Supervised learning of photoelectron counting in scintillator-based dark matter experiments

TL;DR

This paper demonstrates that a neural network can accurately count photoelectrons in scintillator detectors, outperforming traditional Bayesian methods, and improve event position reconstruction in dark matter experiments.

Contribution

It introduces a supervised learning approach using a multi-layer perceptron to count photoelectrons directly from raw pulse features, enhancing accuracy over existing methods.

Findings

Neural network outperforms Bayesian methods in PE counting.

Improved position reconstruction accuracy in MiniCLEAN.

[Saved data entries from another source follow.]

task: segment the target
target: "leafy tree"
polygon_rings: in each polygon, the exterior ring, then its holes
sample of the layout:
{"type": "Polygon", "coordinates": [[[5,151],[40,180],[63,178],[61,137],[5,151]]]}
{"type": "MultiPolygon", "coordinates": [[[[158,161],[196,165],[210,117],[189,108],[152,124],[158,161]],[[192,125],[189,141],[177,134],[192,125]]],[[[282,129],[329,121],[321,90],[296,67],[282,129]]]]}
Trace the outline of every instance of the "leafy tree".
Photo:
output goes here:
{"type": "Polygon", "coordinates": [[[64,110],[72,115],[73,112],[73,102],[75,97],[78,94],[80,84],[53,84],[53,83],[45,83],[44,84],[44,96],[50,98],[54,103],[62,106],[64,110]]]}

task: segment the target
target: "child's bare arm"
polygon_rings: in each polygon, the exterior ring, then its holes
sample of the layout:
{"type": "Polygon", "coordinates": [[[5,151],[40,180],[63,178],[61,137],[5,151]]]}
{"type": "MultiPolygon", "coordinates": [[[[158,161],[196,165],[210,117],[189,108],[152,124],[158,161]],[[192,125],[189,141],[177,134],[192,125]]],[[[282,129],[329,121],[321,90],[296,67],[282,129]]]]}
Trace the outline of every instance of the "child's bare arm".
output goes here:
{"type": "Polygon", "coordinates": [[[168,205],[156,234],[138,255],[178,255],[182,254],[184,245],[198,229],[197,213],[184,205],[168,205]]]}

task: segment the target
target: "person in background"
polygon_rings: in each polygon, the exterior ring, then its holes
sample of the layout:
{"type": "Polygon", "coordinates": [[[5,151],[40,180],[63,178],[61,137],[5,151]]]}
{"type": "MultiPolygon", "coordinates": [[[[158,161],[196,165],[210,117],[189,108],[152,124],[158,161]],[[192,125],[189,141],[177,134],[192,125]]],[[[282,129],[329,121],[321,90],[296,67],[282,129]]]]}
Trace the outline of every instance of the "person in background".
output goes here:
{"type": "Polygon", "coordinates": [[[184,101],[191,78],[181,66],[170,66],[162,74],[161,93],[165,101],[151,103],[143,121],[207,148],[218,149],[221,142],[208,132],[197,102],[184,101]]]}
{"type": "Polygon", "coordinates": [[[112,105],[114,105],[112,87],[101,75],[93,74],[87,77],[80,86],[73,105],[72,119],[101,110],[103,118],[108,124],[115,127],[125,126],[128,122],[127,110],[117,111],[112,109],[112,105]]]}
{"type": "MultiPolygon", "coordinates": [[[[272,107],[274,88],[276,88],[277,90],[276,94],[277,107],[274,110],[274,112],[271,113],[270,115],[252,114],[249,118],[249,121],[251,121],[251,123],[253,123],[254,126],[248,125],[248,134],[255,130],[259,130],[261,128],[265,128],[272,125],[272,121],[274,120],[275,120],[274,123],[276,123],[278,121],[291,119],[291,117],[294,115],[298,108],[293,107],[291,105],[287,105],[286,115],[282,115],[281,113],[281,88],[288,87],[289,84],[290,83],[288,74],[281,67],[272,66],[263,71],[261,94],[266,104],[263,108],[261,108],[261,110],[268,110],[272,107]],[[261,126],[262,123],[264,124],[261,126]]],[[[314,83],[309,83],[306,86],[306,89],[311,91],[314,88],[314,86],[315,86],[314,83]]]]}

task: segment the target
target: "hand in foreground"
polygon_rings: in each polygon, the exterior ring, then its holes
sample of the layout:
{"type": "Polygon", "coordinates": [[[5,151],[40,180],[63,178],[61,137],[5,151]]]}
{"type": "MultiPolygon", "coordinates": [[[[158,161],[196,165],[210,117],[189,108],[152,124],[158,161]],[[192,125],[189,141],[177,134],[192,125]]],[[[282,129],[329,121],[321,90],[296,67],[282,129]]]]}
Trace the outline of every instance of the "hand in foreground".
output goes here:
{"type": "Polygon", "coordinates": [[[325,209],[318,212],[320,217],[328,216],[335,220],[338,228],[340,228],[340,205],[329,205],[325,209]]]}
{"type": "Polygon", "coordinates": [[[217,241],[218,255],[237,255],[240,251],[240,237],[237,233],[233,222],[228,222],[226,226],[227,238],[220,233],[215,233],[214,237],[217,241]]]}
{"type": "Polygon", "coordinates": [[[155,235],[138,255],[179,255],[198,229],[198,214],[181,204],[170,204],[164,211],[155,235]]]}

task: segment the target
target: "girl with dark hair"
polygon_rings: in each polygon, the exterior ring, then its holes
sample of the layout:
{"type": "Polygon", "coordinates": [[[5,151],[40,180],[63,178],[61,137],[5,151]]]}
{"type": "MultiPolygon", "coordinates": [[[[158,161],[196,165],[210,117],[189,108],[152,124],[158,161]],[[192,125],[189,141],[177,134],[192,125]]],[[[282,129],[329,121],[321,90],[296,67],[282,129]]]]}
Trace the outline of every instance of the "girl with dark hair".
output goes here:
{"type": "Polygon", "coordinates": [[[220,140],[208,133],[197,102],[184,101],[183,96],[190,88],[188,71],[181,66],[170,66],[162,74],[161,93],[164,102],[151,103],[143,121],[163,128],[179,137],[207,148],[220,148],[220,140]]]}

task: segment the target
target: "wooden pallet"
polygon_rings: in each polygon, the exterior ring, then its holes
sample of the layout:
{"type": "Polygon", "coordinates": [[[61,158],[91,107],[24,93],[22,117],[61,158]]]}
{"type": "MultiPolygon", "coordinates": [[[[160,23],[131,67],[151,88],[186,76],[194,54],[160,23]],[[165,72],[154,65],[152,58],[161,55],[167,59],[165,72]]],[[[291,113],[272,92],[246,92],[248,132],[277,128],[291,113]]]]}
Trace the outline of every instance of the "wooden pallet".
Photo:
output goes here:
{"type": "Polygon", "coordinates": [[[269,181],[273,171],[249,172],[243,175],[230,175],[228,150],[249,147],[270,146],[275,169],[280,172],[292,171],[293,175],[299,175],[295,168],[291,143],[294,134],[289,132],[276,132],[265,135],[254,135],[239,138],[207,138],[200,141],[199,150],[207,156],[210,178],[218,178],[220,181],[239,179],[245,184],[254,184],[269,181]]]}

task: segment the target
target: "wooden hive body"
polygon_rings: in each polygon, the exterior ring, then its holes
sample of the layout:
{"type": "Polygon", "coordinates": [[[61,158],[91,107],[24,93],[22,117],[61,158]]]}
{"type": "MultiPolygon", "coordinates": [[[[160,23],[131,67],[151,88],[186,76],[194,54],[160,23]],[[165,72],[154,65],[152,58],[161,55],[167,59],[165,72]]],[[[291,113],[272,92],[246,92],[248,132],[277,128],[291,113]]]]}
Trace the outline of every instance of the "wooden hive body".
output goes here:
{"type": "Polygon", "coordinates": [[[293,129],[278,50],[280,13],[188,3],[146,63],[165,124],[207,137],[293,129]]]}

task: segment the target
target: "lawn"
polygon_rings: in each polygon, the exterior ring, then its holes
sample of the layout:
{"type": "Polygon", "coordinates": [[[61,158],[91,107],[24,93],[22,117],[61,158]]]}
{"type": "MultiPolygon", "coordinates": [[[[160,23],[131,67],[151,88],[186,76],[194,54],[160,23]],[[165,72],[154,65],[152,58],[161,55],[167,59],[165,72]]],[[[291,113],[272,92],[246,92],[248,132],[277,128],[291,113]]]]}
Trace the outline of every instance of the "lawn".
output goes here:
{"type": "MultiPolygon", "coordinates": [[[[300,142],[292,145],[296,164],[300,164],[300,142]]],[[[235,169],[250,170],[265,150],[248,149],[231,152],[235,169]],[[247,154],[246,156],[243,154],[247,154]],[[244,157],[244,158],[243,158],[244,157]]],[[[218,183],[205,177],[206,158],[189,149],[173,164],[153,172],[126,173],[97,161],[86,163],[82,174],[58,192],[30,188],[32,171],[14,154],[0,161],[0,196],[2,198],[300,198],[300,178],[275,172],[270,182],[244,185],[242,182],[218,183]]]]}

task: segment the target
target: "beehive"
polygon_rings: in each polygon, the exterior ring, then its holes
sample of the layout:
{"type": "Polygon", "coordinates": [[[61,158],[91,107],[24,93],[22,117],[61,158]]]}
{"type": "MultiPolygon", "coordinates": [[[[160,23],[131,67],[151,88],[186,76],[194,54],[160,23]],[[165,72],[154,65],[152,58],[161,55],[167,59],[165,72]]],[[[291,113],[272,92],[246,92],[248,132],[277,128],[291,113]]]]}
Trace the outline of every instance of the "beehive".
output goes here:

Applicable to fast scintillators with overlapping PEs.

Abstract

Many scintillator based detectors employ a set of photomultiplier tubes (PMT) to observe the scintillation light from potential signal and background events. It is important to be able to count the number of photoelectrons (PE) in the pulses observed in the PMTs, because the position and energy reconstruction of the events is directly related to how well the spatial distribution of the PEs in the PMTs as well as their total number might be measured. This task is challenging for fast scintillators, since the PEs often overlap each other in time. Standard Bayesian statistics methods are often used and this has been the method employed in analyzing the data from liquid argon experiments such as MiniCLEAN and DEAP. In this work, we show that for the MiniCLEAN detector it is possible to use a multi-layer perceptron to learn the number of PEs using only raw pulse features with better accuracy and precision than existing methods. This can even help to perform position reconstruction with better accuracy and precision, at least in some generic cases.